Ces dernières années pourtant, des responsables politiques libanais se sont livrés à un exercice visant à faire de cette présence syrienne le bouc émissaire des maux sociaux et économiques dont souffre leur pays, en particulier une économie stagnante et des infrastructures publiques vétustes. Cette façon de voir souffre de deux défauts : d’une part l’arrivée de plus d’un million de réfugiés depuis 2011 n’a pas tant créé de nouveaux problèmes qu’exacerbé d’anciens maux provenant de décennies de mauvaise gouvernance et de politique économique erratique. D’autre part, ces politiciens ont tendance à exagérer l’impact négatif de la présence de réfugiés et à dissimuler ses aspects positifs.
Statistiques floues
L’absence de données précises sur les réfugiés au Liban incite à toutes sortes de spéculations et à la peur. Curieusement, l’absence d’information sur cette question primordiale empêche de connaître le nombre exact de Syriens au Liban, les autorités libanaises ayant suspendu depuis mai 2015 l’enregistrement par le Haut Commissariat de l’ONU pour les réfugiés (HCR) des nouvelles arrivées de réfugiés, mettant fin à la politique de la porte ouverte en vigueur. Le comptage s’est arrêté au chiffre d’un peu plus de 1,2 million de Syriens, s’ajoutant aux quelque 200 000 réfugiés palestiniens (175 000, selon les dernières statistiques pour la première fois publiées depuis de très longues années, levant ainsi une grande ambiguïté sur ces réfugiés de la première heure, récemment encore estimés par certains à 500 000). À noter que les hommes politiques libanais ont tendance à désigner comme « réfugiés » diverses populations, mélangeant parfois de façon implicite les nouveaux venus syriens aux Palestiniens qui résident dans ce pays depuis 70 ans, et dont la longue présence n’a guère de rapport avec le récent marasme économique du pays hôte.
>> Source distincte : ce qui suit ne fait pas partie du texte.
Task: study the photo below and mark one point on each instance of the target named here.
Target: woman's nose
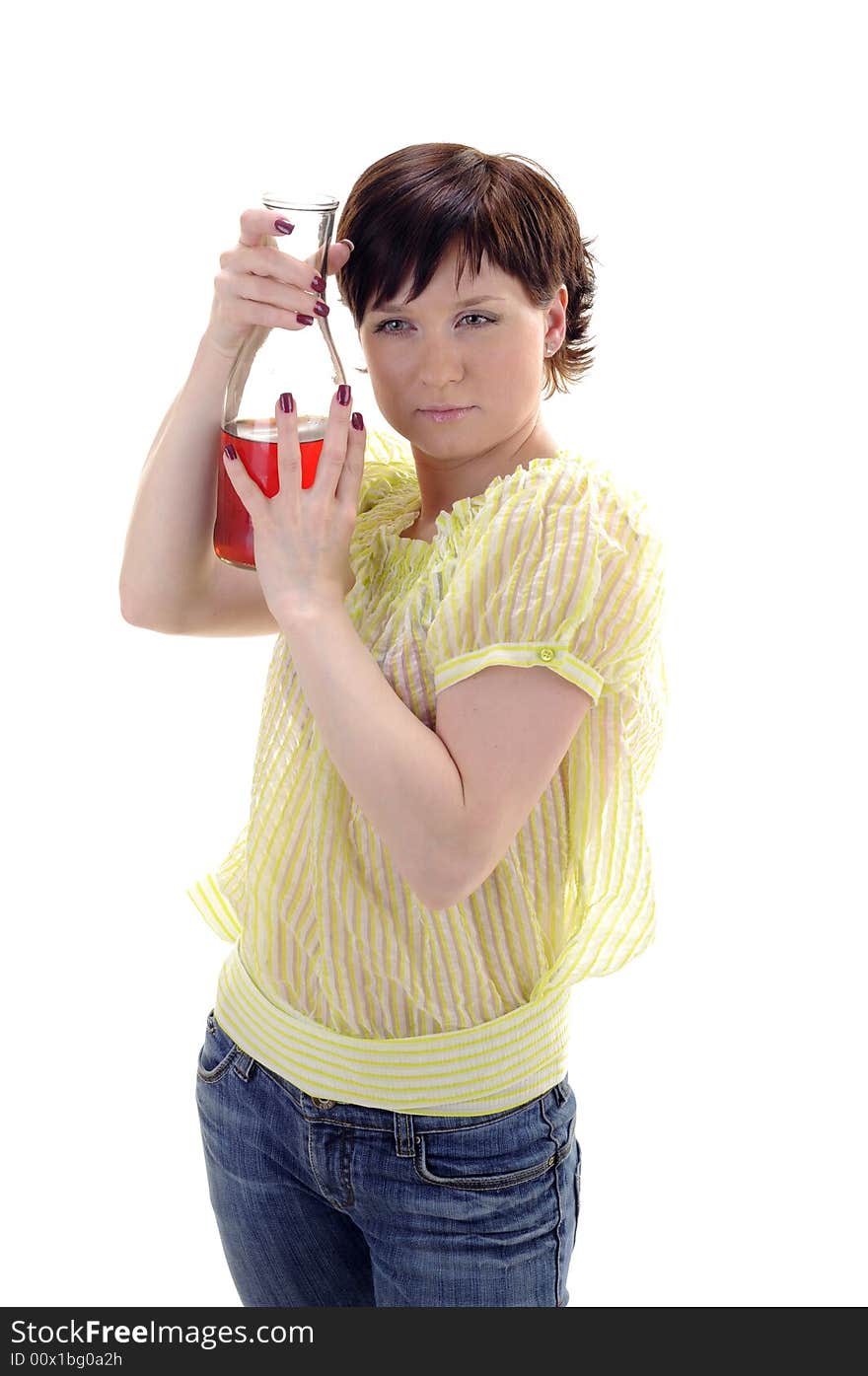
(440, 363)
La chronologie ci-dessous illustre comment cette spéculation a sous-tendu la rhétorique populiste, qui s’est réchauffée dans le contexte des élections législatives prévues en 2018.
- Janvier 2014 : le premier ministre de l’époque Najib Mikati affirme que 900 000 « réfugiés du conflit » syriens sont entrés sur le sol libanais, leur nombre « approchant le quart de la population ».
- Avril 2014 : Le HCR indique que le nombre de réfugiés syriens au Liban a dépassé la barre du million.
- Mai 2015 : Le HCR suspend l’enregistrement des nouveaux réfugiés et des demandeurs d’asile. Le nombre maximum de 1,2 million est descendu à 1 million en 2017 alors qu’une portion d’individus officiellement enregistrés ont été relocalisés, ont quitté le territoire ou sont décédés.
- Septembre 2015 : le ministre libanais des affaires étrangères Gibran Bassil, évoquant le « fardeau » que constituent les réfugiés, estime que le chiffre de 1 million ne recouvre pas la totalité des réfugiés. « Il s’agit d’1,5 (million de Syriens), plus 500 000 Palestiniens, donc 45 à 50 % de la population ».
- Octobre 2017 : Une responsable du HCR, Esther Pinzari indique que le Liban compte 1 million de réfugiés syriens. Mais le gouvernement libanais estime qu’ils sont 1,5 million et indique que même ce chiffre est sous-estimé.
- Novembre 2017 : Le chef de la sécurité générale, le général Abbas Ibrahim, affirme que le nombre total de réfugiés excède les 2,5 millions, toutes nationalités confondues.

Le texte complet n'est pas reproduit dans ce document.